Visto che hai citato il podismo ti faccio un esempio che conosco direttamente: il fratello di un mio amico, tale Alessandroni, nazionale dei 1500m e tesserato nei corpi militari ha dovuto abbandonare l'attività precocemente per un grave infortunio. Attualmente lavora e ogni tanto fa qualche corsa per divertimento. Ecco, qua il paragone non va fatto con Baldini e, nella maggior parte dei casi, nemmeno con questo ragazzo che conosco io, che era comunque un prof. In molti casi direi che l'equivalente è un semplice ragazzo di 20anni tesserato FIDAL.
Io non sono colpito da questa norma perchè ormai sono sei anni che ho smesso, però mentre correvo da under23 studiavo e ogni mattina andavo regolarmente da Lucca a Pisa per frequentare, stando in pari con gli esami e con una media decisamente soddisfacente. A un certo punto, presa la laurea triennale, ho deciso che era il caso di lasciar perdere i sogni di diventare professionista e concentrarmi sullo studio.

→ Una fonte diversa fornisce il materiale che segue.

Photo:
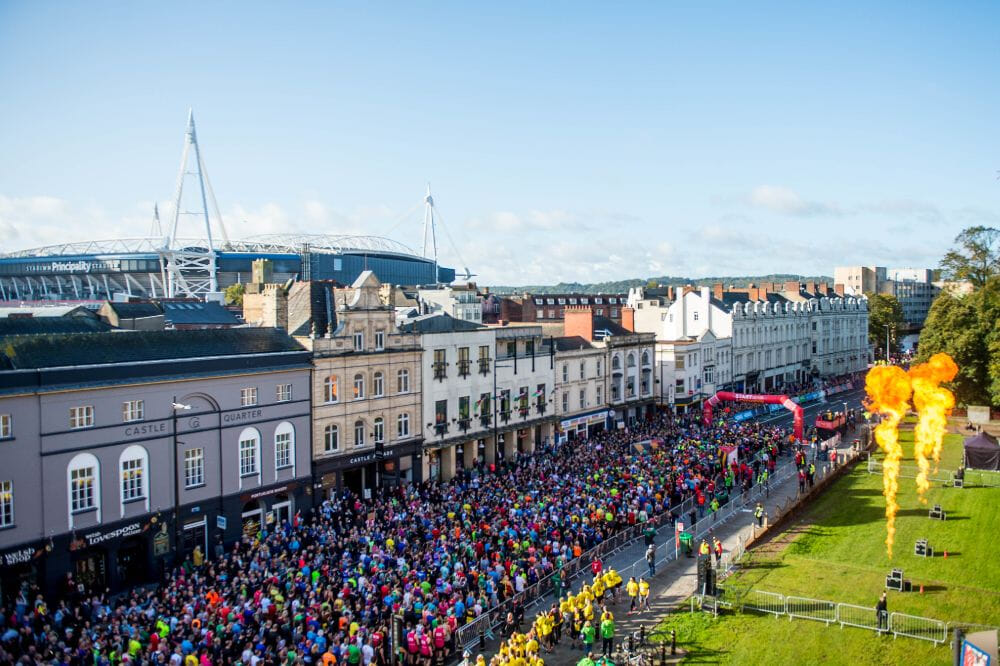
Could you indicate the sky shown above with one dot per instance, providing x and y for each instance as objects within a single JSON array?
[{"x": 563, "y": 141}]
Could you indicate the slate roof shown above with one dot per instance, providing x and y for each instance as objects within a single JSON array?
[
  {"x": 10, "y": 326},
  {"x": 438, "y": 322},
  {"x": 137, "y": 310},
  {"x": 193, "y": 313},
  {"x": 571, "y": 343},
  {"x": 51, "y": 351}
]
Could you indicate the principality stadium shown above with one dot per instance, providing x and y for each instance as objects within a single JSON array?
[{"x": 168, "y": 265}]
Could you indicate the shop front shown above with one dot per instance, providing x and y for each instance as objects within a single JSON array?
[
  {"x": 362, "y": 473},
  {"x": 21, "y": 567}
]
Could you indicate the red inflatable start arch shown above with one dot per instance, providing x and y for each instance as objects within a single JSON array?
[{"x": 783, "y": 400}]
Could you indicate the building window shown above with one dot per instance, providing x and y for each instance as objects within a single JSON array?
[
  {"x": 248, "y": 456},
  {"x": 132, "y": 410},
  {"x": 282, "y": 449},
  {"x": 6, "y": 503},
  {"x": 330, "y": 389},
  {"x": 133, "y": 469},
  {"x": 248, "y": 396},
  {"x": 463, "y": 362},
  {"x": 440, "y": 364},
  {"x": 331, "y": 439},
  {"x": 194, "y": 468},
  {"x": 82, "y": 480},
  {"x": 81, "y": 417}
]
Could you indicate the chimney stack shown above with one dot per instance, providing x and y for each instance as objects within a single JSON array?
[
  {"x": 579, "y": 320},
  {"x": 628, "y": 319}
]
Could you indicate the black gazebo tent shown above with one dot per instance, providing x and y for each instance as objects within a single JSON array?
[{"x": 982, "y": 452}]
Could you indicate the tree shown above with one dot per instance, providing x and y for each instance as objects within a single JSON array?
[
  {"x": 234, "y": 294},
  {"x": 883, "y": 310},
  {"x": 975, "y": 258}
]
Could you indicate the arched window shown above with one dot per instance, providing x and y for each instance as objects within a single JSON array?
[
  {"x": 249, "y": 450},
  {"x": 83, "y": 483},
  {"x": 330, "y": 389},
  {"x": 331, "y": 439},
  {"x": 132, "y": 464},
  {"x": 284, "y": 446}
]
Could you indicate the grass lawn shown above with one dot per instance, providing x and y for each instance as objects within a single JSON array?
[{"x": 836, "y": 551}]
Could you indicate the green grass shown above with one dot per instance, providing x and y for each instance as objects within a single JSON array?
[{"x": 836, "y": 551}]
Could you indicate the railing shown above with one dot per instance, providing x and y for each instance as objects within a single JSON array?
[
  {"x": 811, "y": 609},
  {"x": 847, "y": 615}
]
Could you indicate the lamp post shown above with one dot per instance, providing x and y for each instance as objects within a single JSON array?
[{"x": 174, "y": 407}]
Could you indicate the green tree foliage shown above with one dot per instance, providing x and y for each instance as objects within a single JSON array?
[
  {"x": 975, "y": 257},
  {"x": 968, "y": 329},
  {"x": 234, "y": 294},
  {"x": 884, "y": 309}
]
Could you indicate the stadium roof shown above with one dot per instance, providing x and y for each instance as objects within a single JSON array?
[{"x": 266, "y": 243}]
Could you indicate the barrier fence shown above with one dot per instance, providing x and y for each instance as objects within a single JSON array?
[{"x": 845, "y": 615}]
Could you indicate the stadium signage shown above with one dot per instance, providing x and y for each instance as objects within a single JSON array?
[{"x": 84, "y": 266}]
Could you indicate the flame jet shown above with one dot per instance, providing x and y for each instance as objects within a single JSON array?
[
  {"x": 933, "y": 403},
  {"x": 889, "y": 390}
]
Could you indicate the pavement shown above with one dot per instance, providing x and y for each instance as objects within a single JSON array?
[{"x": 676, "y": 580}]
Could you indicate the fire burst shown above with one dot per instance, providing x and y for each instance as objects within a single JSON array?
[
  {"x": 933, "y": 404},
  {"x": 889, "y": 391}
]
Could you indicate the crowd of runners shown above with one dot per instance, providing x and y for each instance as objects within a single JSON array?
[{"x": 324, "y": 587}]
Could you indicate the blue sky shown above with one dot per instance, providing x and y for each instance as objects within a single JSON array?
[{"x": 563, "y": 141}]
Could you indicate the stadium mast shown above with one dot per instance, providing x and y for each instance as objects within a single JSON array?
[{"x": 191, "y": 271}]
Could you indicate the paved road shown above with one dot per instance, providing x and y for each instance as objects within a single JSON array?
[{"x": 676, "y": 580}]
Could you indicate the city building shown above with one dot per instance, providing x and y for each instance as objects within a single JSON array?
[
  {"x": 760, "y": 338},
  {"x": 458, "y": 301},
  {"x": 551, "y": 308},
  {"x": 914, "y": 288},
  {"x": 123, "y": 451},
  {"x": 628, "y": 360},
  {"x": 486, "y": 392},
  {"x": 366, "y": 380},
  {"x": 581, "y": 388}
]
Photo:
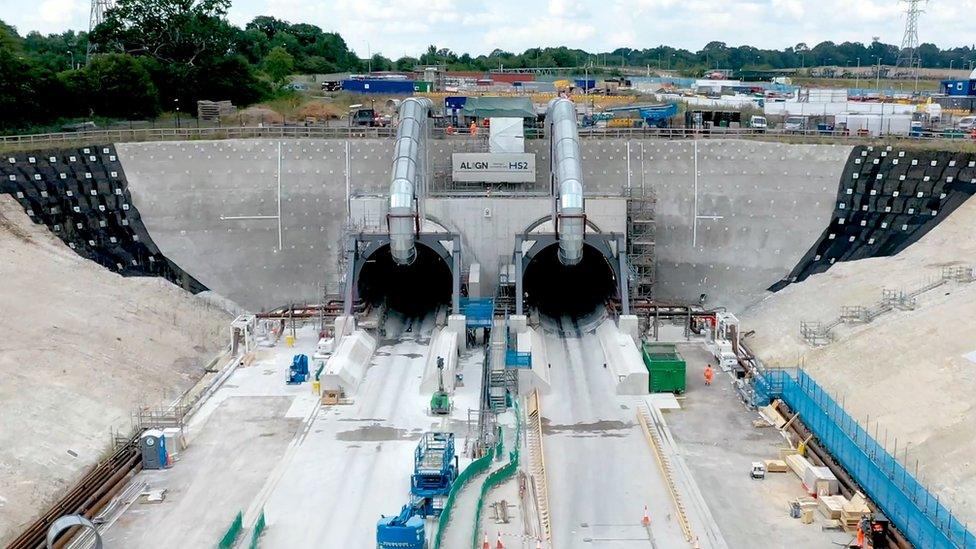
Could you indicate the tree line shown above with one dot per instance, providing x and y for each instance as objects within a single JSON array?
[{"x": 155, "y": 56}]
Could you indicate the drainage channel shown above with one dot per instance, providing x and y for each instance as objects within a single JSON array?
[{"x": 87, "y": 498}]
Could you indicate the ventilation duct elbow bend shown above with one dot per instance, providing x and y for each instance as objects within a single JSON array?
[
  {"x": 567, "y": 169},
  {"x": 407, "y": 175}
]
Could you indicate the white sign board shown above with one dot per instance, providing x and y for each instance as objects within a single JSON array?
[{"x": 494, "y": 168}]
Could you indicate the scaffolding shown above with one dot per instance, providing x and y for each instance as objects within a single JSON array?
[
  {"x": 640, "y": 242},
  {"x": 818, "y": 333}
]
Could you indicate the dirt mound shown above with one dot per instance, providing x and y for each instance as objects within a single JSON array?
[
  {"x": 82, "y": 348},
  {"x": 911, "y": 371}
]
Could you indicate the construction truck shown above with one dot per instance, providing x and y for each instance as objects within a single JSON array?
[
  {"x": 658, "y": 116},
  {"x": 440, "y": 401},
  {"x": 404, "y": 531},
  {"x": 298, "y": 371},
  {"x": 434, "y": 471},
  {"x": 435, "y": 468}
]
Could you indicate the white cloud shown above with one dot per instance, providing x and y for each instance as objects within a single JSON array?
[{"x": 398, "y": 27}]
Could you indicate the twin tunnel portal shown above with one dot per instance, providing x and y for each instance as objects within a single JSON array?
[
  {"x": 570, "y": 269},
  {"x": 548, "y": 285}
]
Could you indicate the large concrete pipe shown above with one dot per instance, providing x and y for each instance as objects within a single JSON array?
[
  {"x": 408, "y": 173},
  {"x": 567, "y": 173}
]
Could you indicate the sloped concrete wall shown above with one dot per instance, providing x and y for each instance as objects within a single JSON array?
[
  {"x": 738, "y": 226},
  {"x": 731, "y": 231},
  {"x": 187, "y": 190}
]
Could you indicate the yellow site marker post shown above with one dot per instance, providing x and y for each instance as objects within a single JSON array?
[{"x": 664, "y": 465}]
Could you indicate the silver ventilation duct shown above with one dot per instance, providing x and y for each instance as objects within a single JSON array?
[
  {"x": 567, "y": 173},
  {"x": 408, "y": 174}
]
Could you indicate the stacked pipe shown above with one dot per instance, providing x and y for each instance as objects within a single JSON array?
[
  {"x": 567, "y": 173},
  {"x": 407, "y": 175}
]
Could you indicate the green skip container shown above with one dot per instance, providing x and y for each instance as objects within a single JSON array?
[{"x": 665, "y": 368}]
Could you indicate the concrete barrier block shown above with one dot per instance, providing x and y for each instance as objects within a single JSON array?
[
  {"x": 518, "y": 323},
  {"x": 623, "y": 359},
  {"x": 629, "y": 325},
  {"x": 347, "y": 367},
  {"x": 443, "y": 343},
  {"x": 343, "y": 326}
]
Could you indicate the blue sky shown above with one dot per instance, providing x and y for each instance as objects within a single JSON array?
[{"x": 398, "y": 27}]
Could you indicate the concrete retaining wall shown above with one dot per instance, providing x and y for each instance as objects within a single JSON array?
[{"x": 733, "y": 230}]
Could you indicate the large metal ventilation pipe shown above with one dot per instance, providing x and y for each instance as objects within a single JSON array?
[
  {"x": 408, "y": 174},
  {"x": 567, "y": 176}
]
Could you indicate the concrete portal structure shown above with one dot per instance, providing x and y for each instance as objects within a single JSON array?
[
  {"x": 262, "y": 222},
  {"x": 361, "y": 248}
]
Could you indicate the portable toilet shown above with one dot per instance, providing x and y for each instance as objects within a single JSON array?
[{"x": 152, "y": 444}]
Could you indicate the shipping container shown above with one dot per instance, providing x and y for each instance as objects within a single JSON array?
[
  {"x": 511, "y": 78},
  {"x": 392, "y": 87},
  {"x": 959, "y": 88},
  {"x": 665, "y": 368}
]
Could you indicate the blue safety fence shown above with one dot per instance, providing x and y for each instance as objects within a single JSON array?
[
  {"x": 478, "y": 312},
  {"x": 908, "y": 505}
]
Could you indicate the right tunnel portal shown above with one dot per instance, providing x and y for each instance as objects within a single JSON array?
[{"x": 558, "y": 290}]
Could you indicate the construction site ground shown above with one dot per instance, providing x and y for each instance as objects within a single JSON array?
[
  {"x": 322, "y": 474},
  {"x": 601, "y": 470},
  {"x": 82, "y": 349},
  {"x": 718, "y": 441}
]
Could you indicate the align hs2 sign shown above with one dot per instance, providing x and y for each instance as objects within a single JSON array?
[{"x": 494, "y": 167}]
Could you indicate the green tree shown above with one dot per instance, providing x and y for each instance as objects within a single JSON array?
[
  {"x": 278, "y": 64},
  {"x": 121, "y": 87},
  {"x": 173, "y": 31}
]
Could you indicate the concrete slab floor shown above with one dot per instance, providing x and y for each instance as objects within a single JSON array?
[
  {"x": 323, "y": 475},
  {"x": 601, "y": 471},
  {"x": 718, "y": 441}
]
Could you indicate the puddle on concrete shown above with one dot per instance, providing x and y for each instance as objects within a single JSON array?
[
  {"x": 377, "y": 433},
  {"x": 603, "y": 428}
]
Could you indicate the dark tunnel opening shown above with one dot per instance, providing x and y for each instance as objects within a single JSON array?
[
  {"x": 557, "y": 290},
  {"x": 413, "y": 290}
]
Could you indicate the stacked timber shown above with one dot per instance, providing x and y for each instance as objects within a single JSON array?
[
  {"x": 798, "y": 464},
  {"x": 853, "y": 511},
  {"x": 820, "y": 481},
  {"x": 832, "y": 506}
]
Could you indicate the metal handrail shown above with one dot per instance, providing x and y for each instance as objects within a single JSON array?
[{"x": 346, "y": 132}]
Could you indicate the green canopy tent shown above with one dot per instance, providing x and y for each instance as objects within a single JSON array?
[{"x": 504, "y": 107}]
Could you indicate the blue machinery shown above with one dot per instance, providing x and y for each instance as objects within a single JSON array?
[
  {"x": 478, "y": 312},
  {"x": 435, "y": 468},
  {"x": 298, "y": 371}
]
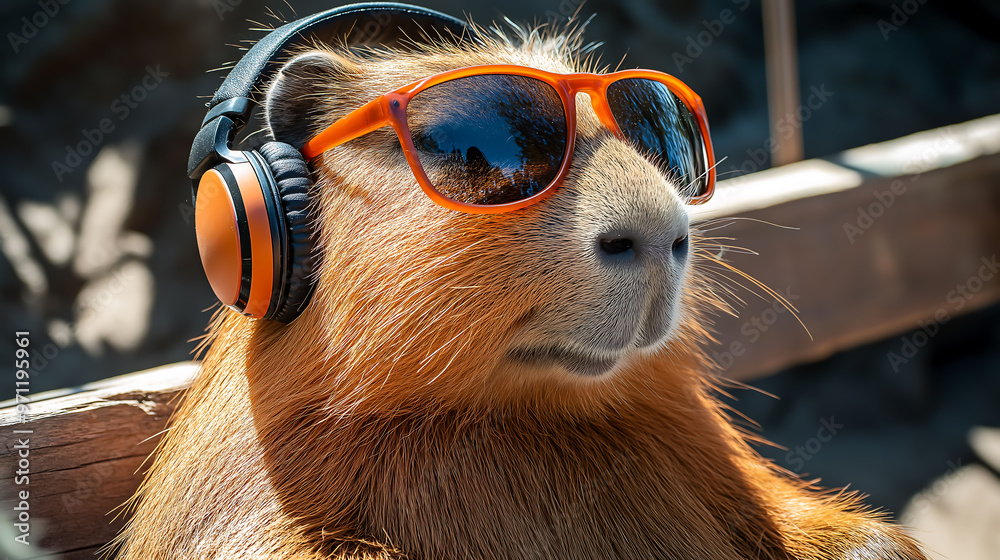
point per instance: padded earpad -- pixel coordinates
(293, 180)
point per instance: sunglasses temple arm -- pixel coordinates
(367, 118)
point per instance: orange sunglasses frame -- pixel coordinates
(390, 109)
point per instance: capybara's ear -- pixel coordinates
(307, 94)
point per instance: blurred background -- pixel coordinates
(100, 100)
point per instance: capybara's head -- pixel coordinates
(554, 299)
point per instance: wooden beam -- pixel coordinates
(782, 65)
(88, 446)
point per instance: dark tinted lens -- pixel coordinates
(662, 126)
(489, 139)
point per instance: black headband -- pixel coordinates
(375, 23)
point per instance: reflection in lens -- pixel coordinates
(490, 139)
(661, 126)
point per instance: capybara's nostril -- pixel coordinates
(616, 245)
(680, 247)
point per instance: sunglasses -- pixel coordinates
(491, 139)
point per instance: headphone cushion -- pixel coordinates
(294, 181)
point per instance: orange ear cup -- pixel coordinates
(235, 238)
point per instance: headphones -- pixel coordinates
(252, 207)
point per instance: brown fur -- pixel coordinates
(389, 420)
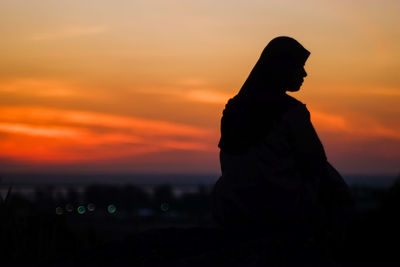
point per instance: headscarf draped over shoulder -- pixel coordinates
(249, 115)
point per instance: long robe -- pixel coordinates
(281, 180)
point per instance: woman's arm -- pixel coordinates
(307, 148)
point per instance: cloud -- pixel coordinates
(69, 32)
(52, 135)
(40, 88)
(358, 126)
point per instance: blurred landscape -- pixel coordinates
(70, 218)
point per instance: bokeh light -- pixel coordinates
(91, 207)
(81, 209)
(111, 209)
(59, 211)
(164, 206)
(69, 208)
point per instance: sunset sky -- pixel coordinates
(139, 86)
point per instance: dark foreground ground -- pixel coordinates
(131, 226)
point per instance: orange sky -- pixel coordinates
(139, 86)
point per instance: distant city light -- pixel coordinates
(59, 211)
(111, 209)
(164, 206)
(91, 207)
(69, 208)
(81, 209)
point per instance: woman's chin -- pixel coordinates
(293, 89)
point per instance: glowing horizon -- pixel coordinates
(139, 86)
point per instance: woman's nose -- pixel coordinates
(304, 73)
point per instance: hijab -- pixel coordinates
(249, 115)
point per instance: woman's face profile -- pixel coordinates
(294, 78)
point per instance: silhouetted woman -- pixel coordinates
(275, 174)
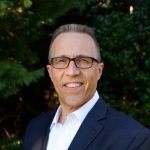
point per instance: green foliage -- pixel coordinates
(13, 76)
(25, 30)
(125, 51)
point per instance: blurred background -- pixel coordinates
(123, 31)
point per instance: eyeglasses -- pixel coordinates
(80, 62)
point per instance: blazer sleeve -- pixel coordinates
(141, 141)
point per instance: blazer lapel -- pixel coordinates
(47, 130)
(90, 127)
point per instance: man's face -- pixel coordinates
(73, 85)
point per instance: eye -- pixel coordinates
(84, 60)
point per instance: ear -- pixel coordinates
(100, 70)
(49, 69)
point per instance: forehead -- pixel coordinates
(73, 44)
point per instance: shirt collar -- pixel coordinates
(81, 113)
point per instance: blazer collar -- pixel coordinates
(91, 126)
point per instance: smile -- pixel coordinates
(73, 85)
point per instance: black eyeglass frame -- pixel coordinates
(74, 60)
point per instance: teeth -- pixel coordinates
(71, 85)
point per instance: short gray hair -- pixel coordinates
(75, 28)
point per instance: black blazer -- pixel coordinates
(103, 129)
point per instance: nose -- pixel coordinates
(72, 70)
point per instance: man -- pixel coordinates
(82, 121)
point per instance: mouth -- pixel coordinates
(73, 84)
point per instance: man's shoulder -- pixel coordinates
(124, 121)
(42, 119)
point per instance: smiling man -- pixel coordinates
(82, 121)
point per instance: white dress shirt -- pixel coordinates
(61, 135)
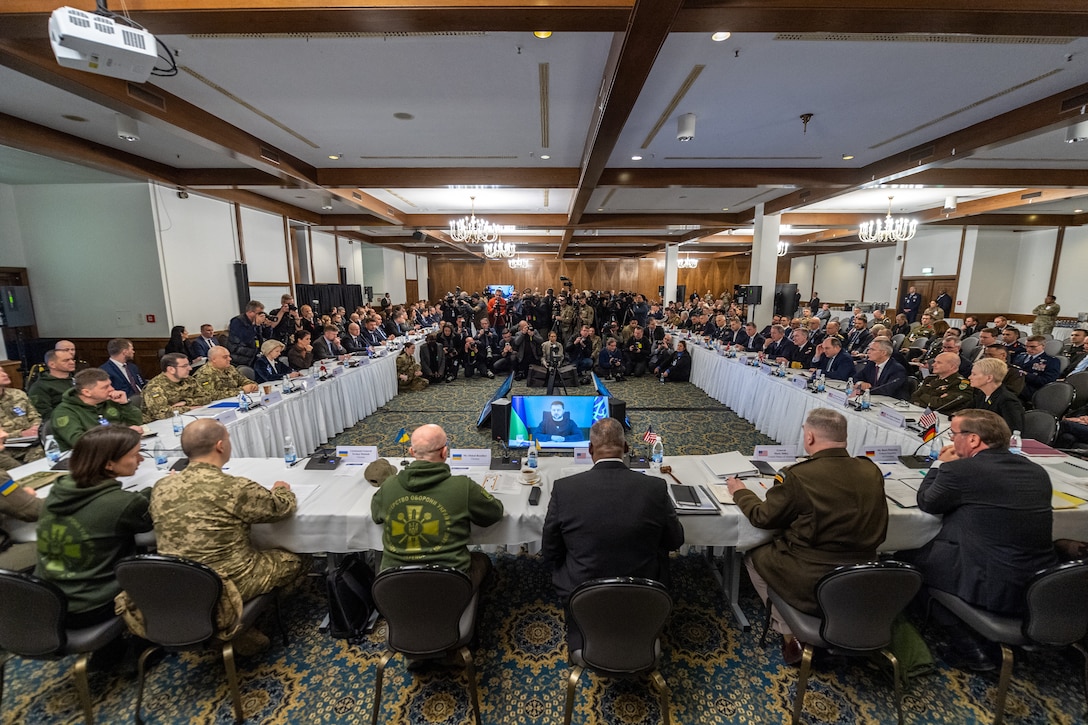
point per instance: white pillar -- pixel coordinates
(764, 263)
(671, 255)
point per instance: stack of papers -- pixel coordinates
(726, 465)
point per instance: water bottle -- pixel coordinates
(1015, 443)
(160, 456)
(52, 449)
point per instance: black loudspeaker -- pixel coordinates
(617, 409)
(242, 284)
(501, 419)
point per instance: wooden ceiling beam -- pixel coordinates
(630, 61)
(153, 106)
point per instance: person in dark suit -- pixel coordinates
(1039, 368)
(832, 360)
(997, 527)
(881, 375)
(990, 394)
(832, 510)
(608, 521)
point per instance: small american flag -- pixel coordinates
(650, 435)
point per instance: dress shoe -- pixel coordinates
(792, 650)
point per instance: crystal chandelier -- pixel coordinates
(499, 249)
(473, 230)
(888, 229)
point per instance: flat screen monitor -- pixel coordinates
(507, 290)
(557, 421)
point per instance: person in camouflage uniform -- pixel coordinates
(171, 390)
(217, 379)
(409, 373)
(946, 390)
(207, 515)
(19, 417)
(91, 402)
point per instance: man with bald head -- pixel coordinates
(946, 390)
(608, 521)
(206, 515)
(428, 513)
(219, 379)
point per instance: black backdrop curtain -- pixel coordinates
(347, 296)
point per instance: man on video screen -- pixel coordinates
(557, 426)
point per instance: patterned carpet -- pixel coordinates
(716, 673)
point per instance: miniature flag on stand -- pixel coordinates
(928, 424)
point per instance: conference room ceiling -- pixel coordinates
(423, 108)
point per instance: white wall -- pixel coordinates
(881, 275)
(937, 247)
(1070, 286)
(93, 258)
(263, 243)
(198, 245)
(323, 261)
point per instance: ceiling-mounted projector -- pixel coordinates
(97, 44)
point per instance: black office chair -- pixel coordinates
(430, 613)
(1055, 397)
(614, 629)
(857, 604)
(1056, 617)
(178, 599)
(32, 626)
(1040, 426)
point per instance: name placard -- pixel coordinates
(776, 453)
(884, 453)
(271, 398)
(893, 417)
(837, 396)
(357, 454)
(227, 416)
(470, 456)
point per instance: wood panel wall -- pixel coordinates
(642, 275)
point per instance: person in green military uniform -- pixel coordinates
(428, 514)
(91, 402)
(20, 418)
(50, 386)
(218, 379)
(832, 511)
(409, 373)
(172, 389)
(1046, 316)
(946, 390)
(207, 515)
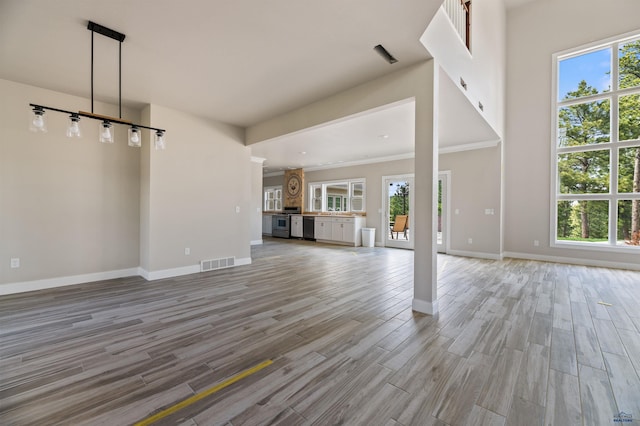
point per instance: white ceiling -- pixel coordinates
(239, 62)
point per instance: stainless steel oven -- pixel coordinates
(281, 226)
(281, 223)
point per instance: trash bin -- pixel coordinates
(368, 237)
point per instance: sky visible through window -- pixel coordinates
(594, 68)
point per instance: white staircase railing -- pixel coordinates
(458, 11)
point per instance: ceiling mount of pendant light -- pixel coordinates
(37, 122)
(106, 131)
(73, 129)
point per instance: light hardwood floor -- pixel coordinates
(516, 342)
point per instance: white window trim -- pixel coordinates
(613, 145)
(323, 185)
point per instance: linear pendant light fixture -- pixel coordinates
(106, 133)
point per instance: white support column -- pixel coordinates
(426, 181)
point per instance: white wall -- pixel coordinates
(418, 82)
(255, 208)
(67, 206)
(77, 210)
(536, 31)
(475, 187)
(194, 188)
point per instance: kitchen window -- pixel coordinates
(596, 146)
(273, 198)
(337, 196)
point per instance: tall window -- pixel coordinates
(273, 198)
(597, 146)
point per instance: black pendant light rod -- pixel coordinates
(91, 70)
(115, 35)
(98, 117)
(120, 79)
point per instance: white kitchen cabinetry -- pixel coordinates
(322, 228)
(340, 230)
(267, 224)
(296, 226)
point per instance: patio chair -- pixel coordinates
(400, 224)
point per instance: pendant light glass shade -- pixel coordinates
(37, 122)
(106, 132)
(135, 138)
(159, 141)
(73, 129)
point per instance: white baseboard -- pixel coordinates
(476, 254)
(169, 273)
(573, 261)
(424, 307)
(24, 286)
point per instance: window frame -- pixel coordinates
(613, 197)
(346, 201)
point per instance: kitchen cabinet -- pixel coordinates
(296, 226)
(340, 230)
(322, 229)
(267, 224)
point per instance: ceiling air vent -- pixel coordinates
(385, 54)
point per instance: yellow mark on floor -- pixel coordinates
(197, 397)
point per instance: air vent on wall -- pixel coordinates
(213, 264)
(385, 54)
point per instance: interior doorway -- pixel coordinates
(444, 185)
(398, 211)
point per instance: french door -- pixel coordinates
(397, 217)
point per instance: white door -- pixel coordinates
(398, 210)
(443, 211)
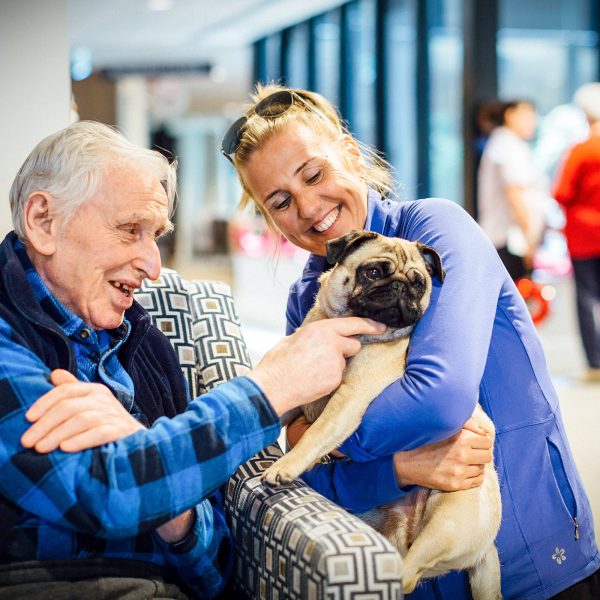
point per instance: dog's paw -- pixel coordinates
(280, 473)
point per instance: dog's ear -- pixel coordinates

Cosa ho fatto di sbagliato quando ho scelto che nello stesso tempo volevo continuare a divertirmi correndo in bici?
Ripeto il mio punto di vista, qualcosa contro le squadre super organizzate andava fatto ma purtroppo questo provvedimento colpisce duramente troppe persone sbagliate, e questo a parer mio non può essere considerato un "male necessario".
Infine, se ci fosse la radiazione per il doping già alla prima positività questo provvedimento sarebbe stato comunque sbagliato, ma perlomeno un minimo più digeribile.